Chang Yushan, He Xiong, Liu Wenya, Guo Hui
The Fourth Affiliated Hospital of Xinjiang Medical University, Medical Imaging Center, Urumqi, Xinjiang, 830000, PR China.
The First Affiliated Hospital of Xinjiang Medical University, Medical Imaging Center, Urumqi, Xinjiang, 830054, PR China.
J Orthop. 2024 Apr 23;55:157-162. doi: 10.1016/j.jor.2024.04.014. eCollection 2024 Sep.
This study aimed to investigate the magnetic resonance imaging (MRI) features and classification of echinococcosis of the spinal canal.

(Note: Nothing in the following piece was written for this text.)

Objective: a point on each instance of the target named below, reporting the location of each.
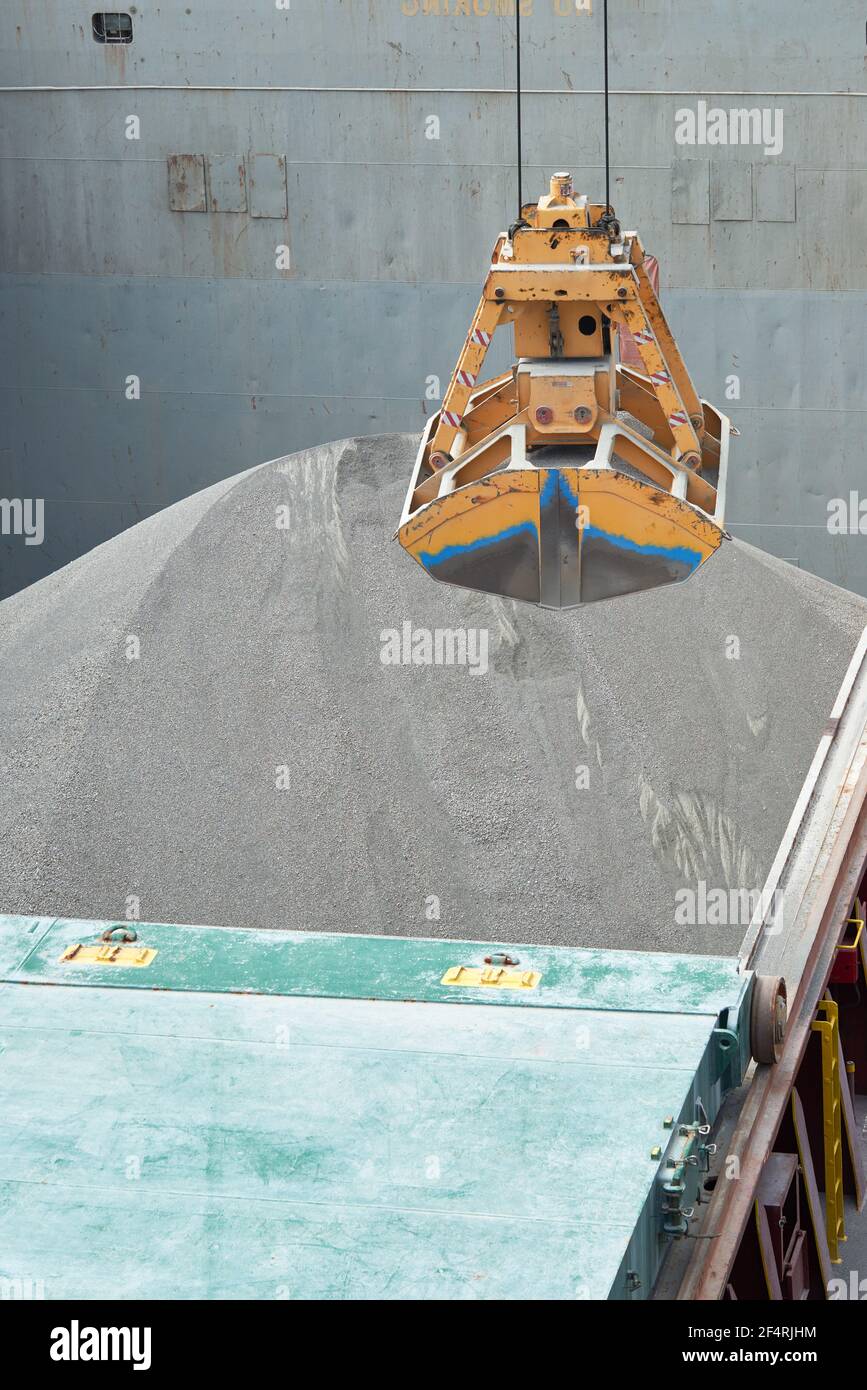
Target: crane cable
(605, 70)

The clinical manifestations and MRI findings and classification of 19 patients diagnosed with intraspinal echinococcosis over 10 years (2011-2020) were retrospectively analyzed.

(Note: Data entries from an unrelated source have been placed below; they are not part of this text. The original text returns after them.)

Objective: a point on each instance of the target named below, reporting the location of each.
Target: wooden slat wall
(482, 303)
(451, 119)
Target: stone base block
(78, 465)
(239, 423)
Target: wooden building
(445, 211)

The mean age of the nine males and 10 females was 39 years (range 28-65 years). Among these, the number of cases with thoracic, lumbar, sacral, thoracolumbar, and lumbosacral, cervical, and lumbar segments was nine (47 %), five (26 %), one (5 %), one (5 %), two (11 %), and one (5 %) cases, respectively. Furthermore, 13 cases (69 %) involved adjacent vertebral bodies, accessories, and surrounding soft tissues. The lesion was confined to the intramedullary, extramedullary subdural, extramedullary epidural, and multiple spaces in one (Type I) (5 %), four (Type II) (21 %), one (Type III) (5 %), and thirteen (69 %) cases, respectively. Moreover, nine cases (47 %) had a history of hydatid disease in the spine or other tissues. The clinical manifestations were chest and lumbosacral pain in 18 cases (95 %) and chest and lumbosacral pain accompanied by lower limb dysfunction in four cases (21 %). The MRI revealed different sizes of T1WI low-signal and T2WI high-signal vesicles with a "grape-like" appearance, with 16 cases (84 %) showing low signals on the edge of the cyst wall.
Intraspinal echinococcosis is rare, even in endemic areas. However, intraspinal echinococcosis should be considered when there is a history of echinococcosis in other sites or when there are clear MRI characteristics for the disease.
本研究旨在探讨椎管内棘球蚴病的磁共振成像(MRI)特征及分类。
回顾性分析10年间(2011 - 2020年)确诊为椎管内棘球蚴病的19例患者的临床表现、MRI表现及分类。
9例男性和10例女性的平均年龄为39岁(范围28 - 65岁)。其中,胸椎、腰椎、骶椎、胸腰椎、腰骶椎、颈椎和腰椎节段的病例数分别为9例(47%)、5例(26%)、1例(5%)、1例(5%)、2例(11%)和1例(5%)。此外,13例(69%)累及相邻椎体、附件及周围软组织。病变分别局限于髓内、髓外硬膜下、髓外硬膜外及多个间隙,其中1例(I型)(5%)、4例(II型)(21%)、1例(III型)(5%)和13例(69%)。此外,9例(47%)有脊柱或其他组织包虫病病史。临床表现为胸腰段疼痛18例(95%),胸腰段疼痛伴下肢功能障碍4例(21%)。MRI显示不同大小的T1WI低信号和T2WI高信号囊泡,呈“葡萄样”外观,16例(84%)囊壁边缘呈低信号。
椎管内棘球蚴病即使在流行地区也很罕见。然而,当有其他部位包虫病病史或疾病有明确的MRI特征时,应考虑椎管内棘球蚴病。